Chromosome 22 is the second smallest human chromosome, spanning more than 51 million DNA base pairs and representing between 1.5 and 2 percent of the total DNA in cells. Chromosome 22 contains over 800 genes that provide instructions for making proteins, performing a variety of different roles in the body, such as cell cycle control, cell-cell adhesion, transmembrane signaling, and sensorineural development. It also contains several well-described oncogenes. Structural abnormalities of chromosome 22 are responsible for various conditions. 22q11.2 deletion syndrome (velocardiofacial, DiGeorge syndrome) is probably the most recognized. Chromosome 22 harbors loci for several other Mendelian disorders – amyotrophic lateral sclerosis, breast cancer susceptibility, cat-eye syndrome, 22q11.2 distal deletion syndrome, 22q13 deletion syndrome, Phelan-McDermid syndrome, Liberfarb syndrome, and type 2 neurofibromatosis [Kaplan et al., 1987; Gilbert, 1998; Dunham et al., 1999; Yu et al., 2012; Peter et al., 2019].

Personal History

We report a male patient with sensorineural hearing loss, mild intellectual disability, epilepsy, and multiple congenital abnormalities. The proband came from third physiological pregnancy. Amniocentesis performed because of the mother’s age showed no chromosomal abnormality. Patient was born to term by forceps delivery due to intrauterine asphyxiation. He was resuscitated and spent 4 days in neonatal ICU. Birth weight and height were 3,500 g and 50 cm. Shortly after birth, clinical investigation recognized a cleft palate. Brain CT scan described dilation of the lateral brain ventricles. In the following years, clinicians reported a delay in psychomotor development – the child achieved milestones significantly later than normal.

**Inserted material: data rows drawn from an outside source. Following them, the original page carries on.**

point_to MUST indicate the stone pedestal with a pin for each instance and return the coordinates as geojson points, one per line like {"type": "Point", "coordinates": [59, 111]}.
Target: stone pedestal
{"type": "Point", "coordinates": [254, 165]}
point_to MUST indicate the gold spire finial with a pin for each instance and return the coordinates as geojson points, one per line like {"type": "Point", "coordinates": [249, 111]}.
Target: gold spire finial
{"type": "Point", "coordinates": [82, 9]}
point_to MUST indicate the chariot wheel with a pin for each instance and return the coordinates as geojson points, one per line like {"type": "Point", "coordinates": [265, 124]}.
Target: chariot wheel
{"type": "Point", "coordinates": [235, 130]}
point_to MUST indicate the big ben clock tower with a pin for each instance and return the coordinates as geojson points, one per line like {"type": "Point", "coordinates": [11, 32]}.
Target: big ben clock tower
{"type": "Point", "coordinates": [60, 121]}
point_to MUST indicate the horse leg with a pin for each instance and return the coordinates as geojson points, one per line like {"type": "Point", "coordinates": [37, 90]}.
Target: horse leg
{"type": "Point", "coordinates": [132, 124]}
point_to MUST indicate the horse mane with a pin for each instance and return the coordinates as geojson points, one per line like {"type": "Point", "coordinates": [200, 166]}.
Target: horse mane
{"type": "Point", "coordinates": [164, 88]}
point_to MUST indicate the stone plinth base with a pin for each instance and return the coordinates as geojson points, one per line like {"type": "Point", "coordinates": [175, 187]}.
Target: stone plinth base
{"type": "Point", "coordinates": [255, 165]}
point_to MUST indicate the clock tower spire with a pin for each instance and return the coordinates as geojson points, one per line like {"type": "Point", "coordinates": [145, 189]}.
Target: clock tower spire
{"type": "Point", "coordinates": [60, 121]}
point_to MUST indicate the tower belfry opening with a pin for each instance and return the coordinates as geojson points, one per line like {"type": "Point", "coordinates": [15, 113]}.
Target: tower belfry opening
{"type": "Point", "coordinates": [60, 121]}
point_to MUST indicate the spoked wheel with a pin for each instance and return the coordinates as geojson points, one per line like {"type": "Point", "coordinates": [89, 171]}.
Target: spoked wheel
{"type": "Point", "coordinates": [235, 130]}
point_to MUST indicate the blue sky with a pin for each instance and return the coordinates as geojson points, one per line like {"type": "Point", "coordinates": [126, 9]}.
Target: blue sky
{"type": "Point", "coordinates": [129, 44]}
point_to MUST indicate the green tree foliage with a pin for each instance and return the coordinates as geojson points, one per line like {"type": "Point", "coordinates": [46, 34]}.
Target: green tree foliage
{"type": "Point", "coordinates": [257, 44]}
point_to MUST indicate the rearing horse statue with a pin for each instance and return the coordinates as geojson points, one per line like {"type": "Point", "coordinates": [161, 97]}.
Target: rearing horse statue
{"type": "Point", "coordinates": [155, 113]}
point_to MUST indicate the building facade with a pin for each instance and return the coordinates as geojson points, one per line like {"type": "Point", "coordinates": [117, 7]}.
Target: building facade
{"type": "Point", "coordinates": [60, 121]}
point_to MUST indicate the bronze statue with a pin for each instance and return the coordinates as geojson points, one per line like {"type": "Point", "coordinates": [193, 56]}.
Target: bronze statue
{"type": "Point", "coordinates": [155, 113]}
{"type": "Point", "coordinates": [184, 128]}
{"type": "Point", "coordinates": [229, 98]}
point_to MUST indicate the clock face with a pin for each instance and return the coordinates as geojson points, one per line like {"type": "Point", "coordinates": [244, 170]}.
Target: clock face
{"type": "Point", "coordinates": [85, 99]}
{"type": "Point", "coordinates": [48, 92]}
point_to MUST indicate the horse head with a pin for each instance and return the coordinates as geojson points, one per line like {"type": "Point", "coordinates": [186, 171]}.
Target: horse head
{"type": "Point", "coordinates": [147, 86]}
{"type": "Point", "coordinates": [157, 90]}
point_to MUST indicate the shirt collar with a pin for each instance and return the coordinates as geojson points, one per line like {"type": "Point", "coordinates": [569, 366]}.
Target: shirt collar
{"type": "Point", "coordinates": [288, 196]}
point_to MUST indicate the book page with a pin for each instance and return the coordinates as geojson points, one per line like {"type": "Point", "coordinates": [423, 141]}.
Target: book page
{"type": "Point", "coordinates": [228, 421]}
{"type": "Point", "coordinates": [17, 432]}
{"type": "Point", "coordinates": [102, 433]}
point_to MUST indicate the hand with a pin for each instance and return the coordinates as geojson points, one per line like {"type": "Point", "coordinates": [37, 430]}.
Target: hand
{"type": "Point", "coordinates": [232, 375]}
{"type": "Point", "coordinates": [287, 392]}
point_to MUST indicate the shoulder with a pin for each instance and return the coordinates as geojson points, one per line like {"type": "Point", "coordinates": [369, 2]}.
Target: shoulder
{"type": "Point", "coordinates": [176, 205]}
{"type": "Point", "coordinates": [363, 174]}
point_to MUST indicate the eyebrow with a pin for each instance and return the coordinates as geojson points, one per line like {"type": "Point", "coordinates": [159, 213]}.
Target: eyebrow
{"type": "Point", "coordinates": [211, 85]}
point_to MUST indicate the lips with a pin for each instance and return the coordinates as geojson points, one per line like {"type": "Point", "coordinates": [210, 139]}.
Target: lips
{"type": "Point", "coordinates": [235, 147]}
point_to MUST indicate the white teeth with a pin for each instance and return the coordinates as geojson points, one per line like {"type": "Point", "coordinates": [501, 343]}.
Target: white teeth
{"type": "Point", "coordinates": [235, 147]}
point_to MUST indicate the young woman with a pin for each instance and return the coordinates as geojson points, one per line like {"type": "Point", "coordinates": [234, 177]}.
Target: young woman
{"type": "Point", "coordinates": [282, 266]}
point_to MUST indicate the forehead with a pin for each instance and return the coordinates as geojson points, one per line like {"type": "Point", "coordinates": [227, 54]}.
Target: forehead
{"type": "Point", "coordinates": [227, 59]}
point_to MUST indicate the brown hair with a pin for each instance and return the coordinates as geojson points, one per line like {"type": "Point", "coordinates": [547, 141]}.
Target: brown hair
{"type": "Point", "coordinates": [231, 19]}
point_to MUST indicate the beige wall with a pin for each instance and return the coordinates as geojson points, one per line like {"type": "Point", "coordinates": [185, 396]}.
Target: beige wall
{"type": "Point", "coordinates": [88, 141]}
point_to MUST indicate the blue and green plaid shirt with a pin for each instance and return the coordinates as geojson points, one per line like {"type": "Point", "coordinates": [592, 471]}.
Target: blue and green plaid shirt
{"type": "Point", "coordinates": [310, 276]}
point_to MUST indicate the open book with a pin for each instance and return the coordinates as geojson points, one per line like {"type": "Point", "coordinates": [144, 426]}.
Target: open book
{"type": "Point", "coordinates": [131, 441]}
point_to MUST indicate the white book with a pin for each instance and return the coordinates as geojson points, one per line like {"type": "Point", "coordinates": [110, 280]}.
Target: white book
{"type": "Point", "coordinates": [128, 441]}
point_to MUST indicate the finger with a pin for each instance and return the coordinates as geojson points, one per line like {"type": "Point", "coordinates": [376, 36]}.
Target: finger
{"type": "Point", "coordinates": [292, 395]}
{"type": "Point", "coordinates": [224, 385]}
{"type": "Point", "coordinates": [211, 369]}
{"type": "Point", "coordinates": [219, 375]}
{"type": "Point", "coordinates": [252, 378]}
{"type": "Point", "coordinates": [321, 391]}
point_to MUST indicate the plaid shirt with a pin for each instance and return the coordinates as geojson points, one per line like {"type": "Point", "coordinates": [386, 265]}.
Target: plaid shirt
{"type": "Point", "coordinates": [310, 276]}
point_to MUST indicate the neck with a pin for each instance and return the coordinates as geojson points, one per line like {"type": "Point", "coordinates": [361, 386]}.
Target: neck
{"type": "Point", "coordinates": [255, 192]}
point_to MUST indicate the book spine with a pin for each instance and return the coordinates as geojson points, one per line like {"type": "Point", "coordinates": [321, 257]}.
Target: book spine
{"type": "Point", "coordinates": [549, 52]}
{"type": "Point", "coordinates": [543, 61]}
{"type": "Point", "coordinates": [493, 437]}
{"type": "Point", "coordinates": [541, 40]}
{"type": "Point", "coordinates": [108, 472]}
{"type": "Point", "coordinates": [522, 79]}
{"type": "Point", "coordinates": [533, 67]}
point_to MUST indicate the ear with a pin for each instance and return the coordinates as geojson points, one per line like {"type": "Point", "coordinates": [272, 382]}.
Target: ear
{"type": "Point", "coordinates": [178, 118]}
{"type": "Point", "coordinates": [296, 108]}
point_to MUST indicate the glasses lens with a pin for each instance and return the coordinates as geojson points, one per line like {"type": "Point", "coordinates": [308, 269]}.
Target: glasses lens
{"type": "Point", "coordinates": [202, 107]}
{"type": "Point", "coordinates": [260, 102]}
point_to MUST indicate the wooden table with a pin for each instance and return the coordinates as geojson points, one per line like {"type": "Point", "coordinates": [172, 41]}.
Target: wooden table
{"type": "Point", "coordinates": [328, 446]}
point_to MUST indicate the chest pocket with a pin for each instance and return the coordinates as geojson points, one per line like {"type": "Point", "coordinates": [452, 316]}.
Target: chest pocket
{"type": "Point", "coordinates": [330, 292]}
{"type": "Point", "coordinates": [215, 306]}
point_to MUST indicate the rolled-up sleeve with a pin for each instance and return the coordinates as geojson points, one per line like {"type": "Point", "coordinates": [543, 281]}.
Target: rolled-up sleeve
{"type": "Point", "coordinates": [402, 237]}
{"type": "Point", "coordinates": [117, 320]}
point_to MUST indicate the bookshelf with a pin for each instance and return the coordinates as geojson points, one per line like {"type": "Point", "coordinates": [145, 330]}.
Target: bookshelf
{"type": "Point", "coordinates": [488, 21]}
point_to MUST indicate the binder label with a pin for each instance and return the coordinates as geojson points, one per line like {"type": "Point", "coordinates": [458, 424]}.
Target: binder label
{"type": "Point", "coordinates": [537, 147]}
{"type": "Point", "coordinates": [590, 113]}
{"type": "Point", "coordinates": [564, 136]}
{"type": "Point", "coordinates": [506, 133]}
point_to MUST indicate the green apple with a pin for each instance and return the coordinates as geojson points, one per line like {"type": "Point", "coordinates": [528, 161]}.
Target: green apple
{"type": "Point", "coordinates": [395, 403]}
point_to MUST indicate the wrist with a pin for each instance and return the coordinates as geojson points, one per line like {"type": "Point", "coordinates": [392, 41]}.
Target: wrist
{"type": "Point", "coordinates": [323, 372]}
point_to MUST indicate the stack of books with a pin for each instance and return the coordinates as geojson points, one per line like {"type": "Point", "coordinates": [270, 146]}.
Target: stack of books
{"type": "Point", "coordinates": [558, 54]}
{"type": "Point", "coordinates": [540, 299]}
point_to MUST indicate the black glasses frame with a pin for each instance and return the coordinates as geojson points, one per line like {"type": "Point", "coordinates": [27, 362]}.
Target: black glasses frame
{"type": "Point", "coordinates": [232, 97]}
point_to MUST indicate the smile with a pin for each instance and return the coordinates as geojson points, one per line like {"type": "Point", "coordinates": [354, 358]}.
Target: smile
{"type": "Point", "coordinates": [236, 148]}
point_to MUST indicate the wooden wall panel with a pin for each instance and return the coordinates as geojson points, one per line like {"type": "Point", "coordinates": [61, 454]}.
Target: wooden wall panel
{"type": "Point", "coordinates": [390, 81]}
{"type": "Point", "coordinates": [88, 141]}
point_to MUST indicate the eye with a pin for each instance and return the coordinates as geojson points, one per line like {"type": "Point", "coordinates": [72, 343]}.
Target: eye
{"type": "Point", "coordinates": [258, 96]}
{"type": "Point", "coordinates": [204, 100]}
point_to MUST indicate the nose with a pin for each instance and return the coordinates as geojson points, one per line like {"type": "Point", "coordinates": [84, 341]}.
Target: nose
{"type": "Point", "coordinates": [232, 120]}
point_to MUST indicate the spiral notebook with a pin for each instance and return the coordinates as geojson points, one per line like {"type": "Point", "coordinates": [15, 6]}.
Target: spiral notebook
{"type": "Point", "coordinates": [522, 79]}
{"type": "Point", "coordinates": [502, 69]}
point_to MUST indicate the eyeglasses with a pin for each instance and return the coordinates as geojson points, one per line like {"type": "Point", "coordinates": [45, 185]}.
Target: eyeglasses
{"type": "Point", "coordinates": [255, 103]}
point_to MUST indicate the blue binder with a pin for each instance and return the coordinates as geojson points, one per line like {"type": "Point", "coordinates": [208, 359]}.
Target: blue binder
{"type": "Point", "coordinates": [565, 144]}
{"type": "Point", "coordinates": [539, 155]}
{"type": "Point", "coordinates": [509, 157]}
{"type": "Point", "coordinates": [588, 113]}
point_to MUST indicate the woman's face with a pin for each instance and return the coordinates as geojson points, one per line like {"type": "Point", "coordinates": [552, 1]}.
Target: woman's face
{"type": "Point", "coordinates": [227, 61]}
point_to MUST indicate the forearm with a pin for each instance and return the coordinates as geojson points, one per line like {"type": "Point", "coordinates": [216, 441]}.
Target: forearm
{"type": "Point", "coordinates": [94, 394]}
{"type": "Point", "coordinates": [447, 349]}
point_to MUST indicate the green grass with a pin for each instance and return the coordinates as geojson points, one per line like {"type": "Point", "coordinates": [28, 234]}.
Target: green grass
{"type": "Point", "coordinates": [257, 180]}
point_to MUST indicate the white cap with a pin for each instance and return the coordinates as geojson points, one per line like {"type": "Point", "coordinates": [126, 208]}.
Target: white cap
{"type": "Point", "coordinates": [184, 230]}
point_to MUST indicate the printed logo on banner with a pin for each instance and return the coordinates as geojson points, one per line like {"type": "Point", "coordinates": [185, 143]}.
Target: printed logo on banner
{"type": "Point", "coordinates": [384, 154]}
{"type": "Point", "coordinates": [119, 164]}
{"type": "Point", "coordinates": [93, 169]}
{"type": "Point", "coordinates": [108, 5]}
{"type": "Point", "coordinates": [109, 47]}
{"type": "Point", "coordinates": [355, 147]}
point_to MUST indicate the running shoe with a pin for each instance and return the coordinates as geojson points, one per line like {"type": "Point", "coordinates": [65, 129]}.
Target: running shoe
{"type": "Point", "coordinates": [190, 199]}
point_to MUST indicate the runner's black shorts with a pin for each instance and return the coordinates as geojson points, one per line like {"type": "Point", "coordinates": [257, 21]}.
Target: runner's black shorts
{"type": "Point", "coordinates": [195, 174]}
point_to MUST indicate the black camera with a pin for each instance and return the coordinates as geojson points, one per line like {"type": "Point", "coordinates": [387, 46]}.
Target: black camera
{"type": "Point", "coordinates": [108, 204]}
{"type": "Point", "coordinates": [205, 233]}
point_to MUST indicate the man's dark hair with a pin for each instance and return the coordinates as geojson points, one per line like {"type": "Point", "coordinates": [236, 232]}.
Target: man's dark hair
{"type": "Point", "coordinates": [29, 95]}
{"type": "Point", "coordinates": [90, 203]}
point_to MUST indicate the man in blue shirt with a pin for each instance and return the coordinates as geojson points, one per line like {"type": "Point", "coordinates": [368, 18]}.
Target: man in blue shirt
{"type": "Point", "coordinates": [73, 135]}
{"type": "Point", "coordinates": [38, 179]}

The patient had surgical intervention at the age of 2 years for the reconstruction of the cleft palate and at the age of 6 years for dental surgery.

During childhood, the patient suffered from recurrent ENT infections (rhinitis, sinusitis, otitis media). At the age of 10 years, the patient developed progressive bilateral sensorineural hearing loss – severe hearing loss on the right side and complete deafness on the left side. A cochlear implant was necessary to facilitate hearing. At the age of 13 years, the patient developed epileptic seizures – focal complex paroxysms, successfully treated with lamotrigine. Furthermore, the patient continued showing signs of mild intellectual disability: expressive and perceptive dysphasia, disharmony, dysgraphy. He also suffered from vestibular dysfunction, velopharyngeal insufficiency, and rhinolalia. At the age of 15 years, NMR imaging identified spinal canal stenosis without any clinical symptoms.

Manifestation of Malignancy

At the age of 25 years, the patient presented with bilateral schwannoma of the acoustic nerve (Fig. 1). Surgery resulted in partial resection of the tumors, complicated by bleeding and residual paresis of the right facial (VII) nerve. The attending clinician proposed watch-and-wait strategy.

Fig. 1.

T1 contrast MR imaging appearances of CN VIII schwannoma in the cerebellopontine angle (CPA) in a 25-year-old male. Artifacts caused by the presence of cochlear implant.

Fig. 1.

T1 contrast MR imaging appearances of CN VIII schwannoma in the cerebellopontine angle (CPA) in a 25-year-old male. Artifacts caused by the presence of cochlear implant.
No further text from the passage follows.